Avec Alphabet, Google se réorganise de A à X (Lab)

Google est mort, vive Alphabet ! Lundi soir, à la surprise générale, Google a annoncé une réorganisation majeure de sa structure en devenant une filiale à 100% d’une nouvelle société baptisée "Alphabet". L’objectif : séparer le cœur de métier du groupe, à savoir le moteur de recherche et la publicité en ligne, des autres activités, parfois assez expérimentales, comme le laboratoire Google X. Explications.
Sylvain Rolland
L'objectif d'Alphabet, la nouvelle structure qui englobe Google, est de séparer le cœur de métier de Google, à savoir le moteur de recherche et la publicité en ligne, des autres activités du groupe, parfois très éloignées du business model de la firme.

"G, c'est pour Google", certes, mais aussi "WTF" pour "c'est quoi ce bordel" ? Car c'est un euphémisme de dire que Google annonçant, lundi soir, qu'il devenait filiale d'une superstructure baptisée Alphabet, a créé la surprise: le petit monde de la high-tech -et notamment les sites spécialisés américains- a été littéralement sidéré.

Google vient ainsi d'effectuer une réorganisation majeure de sa structure, qui parachève sa mutation en véritable écosystème aux activités de plus en plus diversifiées. Ce faisant, la firme de Mountain View affirme sa volonté de mettre clairement le cap sur le développement de l'innovation.

Dans un billet de blog, le co-fondateur de Google, Lary Page, a expliqué la démarche:

"Comme Sergey et moi l'avons écrit onze ans auparavant, Google n'est pas une compagnie conventionnelle. Nous ne voulons pas le devenir. [...] Depuis le début, nous avons fait beaucoup de choses qui paraissaient folles au premier abord. Beaucoup de ces folies ont maintenant un milliard d'utilisateurs, comme Google Maps, YouTube, Chrome et Android. [...] Notre entreprise fonctionne bien aujourd'hui, mais nous pensons que nous pouvons la rendre plus claire et plus responsable".

Comment va fonctionner Alphabet ?

La nouvelle structure sera dirigée par les deux co-fondateurs de Google, les multi-milliardaires Larry Page et Sergey Brin. Le premier officiera au titre de directeur général, le second en tant que président. Cette nouvelle répartition ne changera pas la gouvernance de l'entreprise : les deux hommes seront toujours l'aigle à deux têtes qui veille aux destinées du groupe.

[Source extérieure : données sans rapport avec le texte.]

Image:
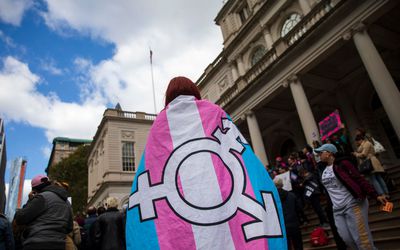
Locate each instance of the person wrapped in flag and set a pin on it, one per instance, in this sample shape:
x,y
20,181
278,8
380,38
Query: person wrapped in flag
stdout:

La seule différence, majeure, réside dans la séparation des différentes activités de feu-Google en différentes filiales. L'objectif est simple : séparer le cœur de métier de Google, à savoir le moteur de recherche et la publicité en ligne, des autres activités du groupe, parfois très éloignées du business model de la firme.

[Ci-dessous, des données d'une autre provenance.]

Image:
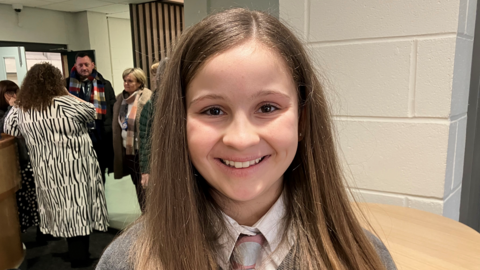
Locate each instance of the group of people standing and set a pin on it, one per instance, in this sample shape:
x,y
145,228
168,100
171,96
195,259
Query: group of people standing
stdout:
x,y
71,133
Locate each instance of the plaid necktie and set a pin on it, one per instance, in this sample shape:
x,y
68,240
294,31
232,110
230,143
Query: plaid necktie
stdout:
x,y
246,251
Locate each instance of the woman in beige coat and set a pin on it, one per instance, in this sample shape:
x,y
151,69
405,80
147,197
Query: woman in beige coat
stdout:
x,y
125,126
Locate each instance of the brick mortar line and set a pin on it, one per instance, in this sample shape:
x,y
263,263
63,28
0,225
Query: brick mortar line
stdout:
x,y
397,194
412,79
328,43
420,120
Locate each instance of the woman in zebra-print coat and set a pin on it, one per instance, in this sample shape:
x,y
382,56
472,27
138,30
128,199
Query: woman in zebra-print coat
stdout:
x,y
70,191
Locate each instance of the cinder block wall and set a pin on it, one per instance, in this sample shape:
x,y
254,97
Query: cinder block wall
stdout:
x,y
397,73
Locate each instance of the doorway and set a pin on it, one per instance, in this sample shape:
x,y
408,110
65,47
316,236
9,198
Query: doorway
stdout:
x,y
470,202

Ainsi, Nest, racheté l'an dernier, aura sa propre filiale. La société fabrique des objets connectés dans la maison comme des thermomètres, des thermostats et des alarmes. Le projet de fibre optique Fiber vivra également dans sa propre structure, tout comme Calico, une société qui mène des travaux scientifiques sur le vieillissement.

Les véhicules d'investissement Google Ventures et Google Capital, ainsi que le X-Lab, qui sert d'incubateur à toute une série de nouveaux projets innovants (drones, voiture sans conducteur, projet Loon de relais-internet par montgolfières, Google Glass, la société Life Sciences (Sciences de la vie), qui travaille notamment sur une lentille de contact surveillant le taux de glucose des diabétiques...) seront aussi séparés. La nouvelle entité a été enregistrée le 23 juillet dernier et ses résultats seront communiqués à partir du 4è trimestre 2015.

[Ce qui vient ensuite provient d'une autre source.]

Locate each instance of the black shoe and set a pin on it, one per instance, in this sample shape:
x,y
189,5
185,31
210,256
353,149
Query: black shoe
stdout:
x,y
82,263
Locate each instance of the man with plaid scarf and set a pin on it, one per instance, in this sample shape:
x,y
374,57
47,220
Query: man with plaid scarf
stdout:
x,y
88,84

Rassurer les marchés en "clarifiant" les activités

Ainsi, Alphabet remplacera Google en tant qu'entité cotée en Bourse. Toutes les actions Google seront automatiquement transformées en titres Alphabet, dotés des mêmes droits. Malgré la sidération provoquée par une telle annonce, les marchés ont bien accueilli la nouvelle. Le titre gagnait 7% à 708 dollars, lundi soir, dans les transactions hors séance.

Les investisseurs semblent avoir bien compris la volonté de simplification et de clarification du groupe. Ils la réclamaient depuis plusieurs mois. Cette nouvelle structure devrait permettre aux marchés d'affiner leur vision globale des investissements de Google. Et envoie un signal clair sur la volonté du groupe de continuer à investir dans les projets "futuristes", comme la Google Car par exemple, qui pourraient se révéler de précieux relais de croissance dans les années et décennies à venir.

"Cette manœuvre suggère qu'en toute vraisemblance, Google ne va pas ralentir la cadence dans les procédés expérimentaux comme la voiture autonome", se réjouit Michael Yoshikami, patron du fonds Destination Wealth Management.

Google avait-il vraiment besoin de chambouler complètement sa structure pour faire plaisir à ses investisseurs ? A priori, non. Le groupe a publié fin juillet des excellents résultats financiers et conserve la confiance des investisseurs dans la pérennité de son modèle économique.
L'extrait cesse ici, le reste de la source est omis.